Summary Compensation Table– This table has been revised and enhanced. It covers compensation paid to each of a company’s NEOs for the last three fiscal years.

Grants of Plan-Based Awards Table– This table complements the disclosure set forth in columns (e) (Stock Awards) and (f) (Option Awards) of the Summary Compensation Table.

Exercises and Holdings of Previously Awarded Equity– These two new tables were designed to provide investors with an understanding of equity compensation that has been previously awarded and remains outstanding, including amounts realized on this type of compensation during the last fiscal year as a result of the vesting or exercise of equity awards.

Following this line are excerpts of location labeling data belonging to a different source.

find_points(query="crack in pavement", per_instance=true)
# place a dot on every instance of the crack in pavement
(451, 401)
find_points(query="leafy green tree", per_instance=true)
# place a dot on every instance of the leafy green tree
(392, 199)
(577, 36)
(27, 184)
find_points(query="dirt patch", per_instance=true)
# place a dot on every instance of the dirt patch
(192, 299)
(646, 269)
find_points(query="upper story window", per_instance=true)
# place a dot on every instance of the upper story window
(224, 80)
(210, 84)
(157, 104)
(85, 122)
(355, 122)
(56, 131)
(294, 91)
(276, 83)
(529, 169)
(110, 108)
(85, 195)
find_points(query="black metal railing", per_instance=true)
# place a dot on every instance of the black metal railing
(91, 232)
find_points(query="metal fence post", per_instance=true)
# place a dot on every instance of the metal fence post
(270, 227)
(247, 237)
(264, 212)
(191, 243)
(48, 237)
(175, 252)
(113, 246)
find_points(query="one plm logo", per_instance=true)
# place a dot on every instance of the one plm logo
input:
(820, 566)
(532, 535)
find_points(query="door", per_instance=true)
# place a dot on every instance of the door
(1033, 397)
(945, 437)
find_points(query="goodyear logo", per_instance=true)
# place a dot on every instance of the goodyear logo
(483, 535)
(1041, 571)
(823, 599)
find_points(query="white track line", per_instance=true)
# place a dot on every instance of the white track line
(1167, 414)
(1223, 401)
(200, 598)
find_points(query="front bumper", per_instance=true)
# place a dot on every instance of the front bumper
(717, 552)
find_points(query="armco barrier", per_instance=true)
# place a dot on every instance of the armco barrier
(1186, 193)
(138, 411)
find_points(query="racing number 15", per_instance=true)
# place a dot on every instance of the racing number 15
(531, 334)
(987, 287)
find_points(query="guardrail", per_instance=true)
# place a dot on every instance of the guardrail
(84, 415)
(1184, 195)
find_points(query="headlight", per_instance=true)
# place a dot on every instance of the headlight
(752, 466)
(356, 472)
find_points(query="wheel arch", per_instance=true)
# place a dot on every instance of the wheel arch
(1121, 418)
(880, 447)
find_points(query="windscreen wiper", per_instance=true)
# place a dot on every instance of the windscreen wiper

Outstanding Equity Awards at Fiscal Year-End Table– This table requires disclosure regarding outstanding awards under stock option plans, stock appreciation rights plans, restricted stock plans, incentive plans and similar plans, including the market-based values of the rights, shares or units in question as of a company’s most recent fiscal year-end.

Option Exercises and Stock Vested Table– This table requires disclosure of the amounts realized upon the exercise of options or the vesting of restricted stock or similar awards during the most recent fiscal year.

Post-Employment Compensation– These tables require disclosure regarding the retirement packages and other post-termination compensation for a company’s NEOs.

Pension Benefits Table– This table requires disclosure of the actuarial present value of a NEO’s accumulated benefit under the plan and the number of years of service credited to the NEO under such plan.

Nonqualified Deferred Compensation Table– This table requires disclosure regarding the full amount of nonqualified deferred compensation that a company is obligated to pay each of its NEOs.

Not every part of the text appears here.